Teachers should treat these activities as primary sources in motion: students become living documents, revealing where the system succeeded and where it failed. Research on experiential learning suggests that the more sensory and social the task, the deeper the memory. Avoid lectures that frame Anglo-Saxon justice as primitive; instead, compare it to modern systems still grappling with class-based penalties and reliance on authority.

Successful learning shows itself when students can explain why wergild amounts varied by rank and articulate the flaws in trial-by-ordeal logic. They should connect both practices to Anglo-Saxon priorities: minimizing feuds, reinforcing hierarchy, and appealing to divine authority when written law was scarce.


Watch Out for These Misconceptions

  • During Trial by Ordeal Simulation, students may assume the outcome proves guilt or innocence fairly because the simulation feels serious.

    Pause the simulation halfway through to ask students to predict outcomes based on pain tolerance or social status rather than actual guilt, using the props and roles to demonstrate how chance and bias shaped decisions.

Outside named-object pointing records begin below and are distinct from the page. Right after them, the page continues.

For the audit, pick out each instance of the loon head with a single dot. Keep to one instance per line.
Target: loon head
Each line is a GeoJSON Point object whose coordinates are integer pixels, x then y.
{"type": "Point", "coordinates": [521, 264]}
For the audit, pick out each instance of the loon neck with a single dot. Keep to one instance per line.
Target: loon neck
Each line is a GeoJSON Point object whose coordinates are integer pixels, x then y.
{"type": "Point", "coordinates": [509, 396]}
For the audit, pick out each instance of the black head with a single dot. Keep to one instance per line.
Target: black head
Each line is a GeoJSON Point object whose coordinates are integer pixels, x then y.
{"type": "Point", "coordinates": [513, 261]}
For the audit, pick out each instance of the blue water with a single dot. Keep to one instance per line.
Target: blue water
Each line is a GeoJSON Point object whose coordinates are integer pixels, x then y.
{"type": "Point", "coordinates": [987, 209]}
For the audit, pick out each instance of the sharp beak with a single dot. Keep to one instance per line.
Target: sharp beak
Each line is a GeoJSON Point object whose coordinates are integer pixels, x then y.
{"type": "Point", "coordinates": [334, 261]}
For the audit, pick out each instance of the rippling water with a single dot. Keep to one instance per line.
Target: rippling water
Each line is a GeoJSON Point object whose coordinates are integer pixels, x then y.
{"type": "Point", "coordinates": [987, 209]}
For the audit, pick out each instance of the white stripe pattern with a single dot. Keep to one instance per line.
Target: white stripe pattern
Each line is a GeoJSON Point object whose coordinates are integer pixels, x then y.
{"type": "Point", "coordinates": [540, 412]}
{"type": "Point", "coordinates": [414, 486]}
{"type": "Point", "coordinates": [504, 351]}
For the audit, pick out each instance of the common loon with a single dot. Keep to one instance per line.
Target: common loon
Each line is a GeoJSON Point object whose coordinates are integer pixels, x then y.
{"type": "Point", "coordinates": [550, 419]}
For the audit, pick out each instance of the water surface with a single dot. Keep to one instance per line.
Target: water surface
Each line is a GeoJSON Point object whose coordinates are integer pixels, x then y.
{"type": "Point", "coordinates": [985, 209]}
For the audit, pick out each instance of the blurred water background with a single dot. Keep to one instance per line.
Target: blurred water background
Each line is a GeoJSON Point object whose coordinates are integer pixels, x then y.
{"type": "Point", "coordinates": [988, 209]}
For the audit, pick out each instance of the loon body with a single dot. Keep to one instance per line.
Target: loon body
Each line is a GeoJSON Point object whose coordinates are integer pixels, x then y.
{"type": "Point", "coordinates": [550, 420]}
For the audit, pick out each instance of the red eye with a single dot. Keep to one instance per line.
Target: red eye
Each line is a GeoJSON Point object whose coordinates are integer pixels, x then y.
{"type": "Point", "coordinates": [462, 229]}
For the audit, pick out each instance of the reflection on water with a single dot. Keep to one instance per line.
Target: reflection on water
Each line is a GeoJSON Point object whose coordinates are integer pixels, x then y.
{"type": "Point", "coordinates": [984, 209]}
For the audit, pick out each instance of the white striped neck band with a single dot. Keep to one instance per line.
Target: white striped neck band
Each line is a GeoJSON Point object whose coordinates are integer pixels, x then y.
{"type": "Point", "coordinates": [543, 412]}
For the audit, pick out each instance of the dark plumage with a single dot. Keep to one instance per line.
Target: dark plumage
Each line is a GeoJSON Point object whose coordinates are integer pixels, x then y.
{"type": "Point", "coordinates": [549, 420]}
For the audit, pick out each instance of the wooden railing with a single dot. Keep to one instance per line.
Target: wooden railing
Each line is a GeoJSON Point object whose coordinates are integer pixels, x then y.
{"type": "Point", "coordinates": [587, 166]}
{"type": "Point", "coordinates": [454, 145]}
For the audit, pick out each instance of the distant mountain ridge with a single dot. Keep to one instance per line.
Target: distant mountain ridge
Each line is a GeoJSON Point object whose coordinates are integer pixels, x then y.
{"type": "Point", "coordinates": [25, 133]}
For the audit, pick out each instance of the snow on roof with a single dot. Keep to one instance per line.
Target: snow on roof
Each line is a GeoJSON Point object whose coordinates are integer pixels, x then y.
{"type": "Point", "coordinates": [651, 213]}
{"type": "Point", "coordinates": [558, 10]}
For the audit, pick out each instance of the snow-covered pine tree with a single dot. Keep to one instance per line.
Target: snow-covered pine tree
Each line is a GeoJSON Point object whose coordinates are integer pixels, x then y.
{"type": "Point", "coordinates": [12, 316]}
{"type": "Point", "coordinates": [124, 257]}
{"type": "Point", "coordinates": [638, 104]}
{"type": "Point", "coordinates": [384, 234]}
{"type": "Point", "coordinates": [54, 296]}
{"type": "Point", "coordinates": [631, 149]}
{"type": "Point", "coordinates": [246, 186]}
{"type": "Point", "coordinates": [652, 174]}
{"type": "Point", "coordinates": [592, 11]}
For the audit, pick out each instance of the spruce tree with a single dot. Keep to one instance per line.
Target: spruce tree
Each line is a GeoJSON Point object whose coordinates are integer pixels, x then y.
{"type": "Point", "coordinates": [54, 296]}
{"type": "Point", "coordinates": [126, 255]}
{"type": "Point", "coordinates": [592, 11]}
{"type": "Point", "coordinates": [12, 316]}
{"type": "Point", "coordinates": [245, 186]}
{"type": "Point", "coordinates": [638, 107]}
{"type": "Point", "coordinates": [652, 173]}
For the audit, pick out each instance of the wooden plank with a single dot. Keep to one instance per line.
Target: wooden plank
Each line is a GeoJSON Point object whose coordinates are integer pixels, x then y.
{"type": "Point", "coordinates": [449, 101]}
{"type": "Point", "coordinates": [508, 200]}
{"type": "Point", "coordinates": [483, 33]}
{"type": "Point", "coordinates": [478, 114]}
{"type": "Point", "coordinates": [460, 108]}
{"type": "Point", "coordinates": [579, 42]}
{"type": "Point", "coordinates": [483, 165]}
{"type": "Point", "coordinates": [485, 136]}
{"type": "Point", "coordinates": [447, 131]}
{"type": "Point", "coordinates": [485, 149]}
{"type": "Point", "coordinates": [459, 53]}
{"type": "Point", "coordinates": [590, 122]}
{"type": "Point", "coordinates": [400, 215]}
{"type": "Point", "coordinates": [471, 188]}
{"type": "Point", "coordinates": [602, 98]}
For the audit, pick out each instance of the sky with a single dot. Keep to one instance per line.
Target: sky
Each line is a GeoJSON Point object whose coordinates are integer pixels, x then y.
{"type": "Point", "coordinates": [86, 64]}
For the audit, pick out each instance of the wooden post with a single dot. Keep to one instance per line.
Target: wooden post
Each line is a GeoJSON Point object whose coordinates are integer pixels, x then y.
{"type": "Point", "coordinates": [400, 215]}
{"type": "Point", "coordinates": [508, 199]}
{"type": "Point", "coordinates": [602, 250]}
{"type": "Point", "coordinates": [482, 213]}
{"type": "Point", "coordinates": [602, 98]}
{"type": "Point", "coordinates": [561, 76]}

  • During Wergild Price Tags, students might think wergild applied only to murder because the fixed values feel dramatic.

    Ask students to price a broken tool, a stolen chicken, and a bruised cheek using the same table, showing how the system covered everyday disputes and social slights, not just killings.

  • During Debate: Fairness of Anglo-Saxon Laws, students might argue that ordeals worked because God would protect the innocent.

    Prompt students to list evidence from the simulation—who survived, who didn’t, and why—then connect those outcomes to real-world factors like health or class, proving divine favour was not the sole factor.